Some of the most common places people store wills are with their other important documents, with the lawyers that drafted the will or with the Office of the NSW Trustee and Guardian in their ‘Will Safe’. Some places to start your search are:
among the deceased’s personal papers and effects for the will, or any other document (such as correspondence from lawyers) that may provide more information;
the deceased’s emails. Most lawyers send copies of correspondence by email;
if the deceased was a widow/widower, try to find out about their late spouse’s will;
to contact any lawyers the deceased had engaged (even if it was for an unrelated reason such as a personal injury claim or a conveyance) and ask them if they hold the will or know who does;
to contact the Office of the NSW Trustee and Guardian and ask if the will is in their will Safe repository – you can submit an enquiry online to find out whether they hold a will of a deceased person.
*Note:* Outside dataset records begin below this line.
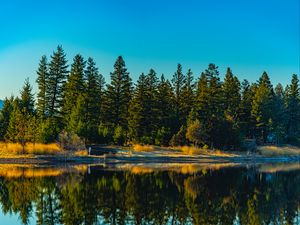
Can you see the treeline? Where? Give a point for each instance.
(204, 111)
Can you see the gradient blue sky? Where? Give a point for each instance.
(249, 36)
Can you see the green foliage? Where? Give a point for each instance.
(48, 130)
(118, 95)
(179, 139)
(58, 71)
(195, 133)
(42, 81)
(119, 135)
(212, 112)
(163, 136)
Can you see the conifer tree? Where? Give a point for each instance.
(57, 77)
(74, 86)
(263, 106)
(293, 107)
(27, 99)
(5, 114)
(178, 82)
(118, 95)
(94, 99)
(188, 96)
(232, 96)
(42, 81)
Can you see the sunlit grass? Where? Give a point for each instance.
(30, 148)
(143, 148)
(270, 150)
(81, 153)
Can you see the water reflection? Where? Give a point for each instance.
(188, 194)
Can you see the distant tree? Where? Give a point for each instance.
(263, 106)
(118, 95)
(58, 72)
(232, 96)
(42, 81)
(27, 99)
(5, 114)
(247, 122)
(94, 89)
(74, 86)
(188, 96)
(195, 133)
(293, 107)
(178, 83)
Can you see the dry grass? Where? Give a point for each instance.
(81, 153)
(270, 150)
(143, 148)
(35, 149)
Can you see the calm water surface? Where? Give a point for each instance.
(189, 194)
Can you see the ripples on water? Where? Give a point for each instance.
(151, 194)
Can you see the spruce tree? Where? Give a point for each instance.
(178, 82)
(42, 80)
(118, 95)
(188, 96)
(232, 96)
(57, 77)
(74, 86)
(293, 107)
(27, 99)
(94, 99)
(263, 106)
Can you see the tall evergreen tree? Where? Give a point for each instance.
(188, 96)
(263, 106)
(118, 95)
(232, 96)
(27, 99)
(74, 86)
(42, 81)
(58, 71)
(178, 82)
(94, 99)
(293, 107)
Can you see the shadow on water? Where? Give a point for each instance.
(152, 194)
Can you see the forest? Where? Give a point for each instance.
(185, 110)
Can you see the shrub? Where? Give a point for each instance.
(119, 135)
(71, 141)
(163, 136)
(179, 139)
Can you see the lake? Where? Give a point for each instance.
(150, 194)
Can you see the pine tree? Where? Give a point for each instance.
(27, 99)
(165, 104)
(118, 95)
(293, 107)
(143, 109)
(247, 122)
(188, 96)
(5, 114)
(94, 99)
(178, 82)
(232, 96)
(74, 86)
(263, 106)
(279, 117)
(57, 77)
(42, 80)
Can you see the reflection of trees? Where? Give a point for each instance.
(213, 197)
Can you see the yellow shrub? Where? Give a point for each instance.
(143, 148)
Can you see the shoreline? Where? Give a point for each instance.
(144, 158)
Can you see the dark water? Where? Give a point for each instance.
(231, 195)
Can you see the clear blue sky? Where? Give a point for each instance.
(249, 36)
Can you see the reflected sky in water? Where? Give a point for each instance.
(151, 194)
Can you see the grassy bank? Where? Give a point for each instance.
(271, 150)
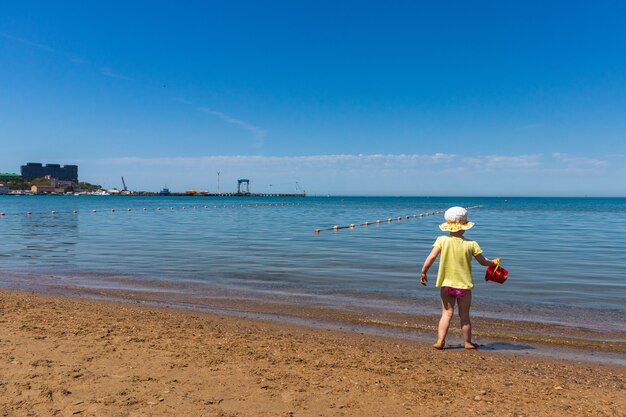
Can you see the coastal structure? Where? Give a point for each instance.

From 2002 until 28 March 2014, the NSW Registry of Birth Deaths and Marriages (BDM) operated a Wills Register. While this service is no longer in operation, they do maintain historical information.
In the event these steps don’t work, a lawyer can be retained to send correspondence to other legal practitioners or post a notice asking if they hold a will for the deceased.
What should I do if after those searches I don’t have the original will?
In the event that an original will cannot be located, but there are other documents that evidence the deceased’s testamentary intentions (such as a letter or note written by the deceased as to how they wanted to dispose of their assets), it may still be possible to seek Court Orders to have those documents dealt with as if they were the original will. The law will try to give effect to what the deceased wanted rather than apply the rules of intestacy.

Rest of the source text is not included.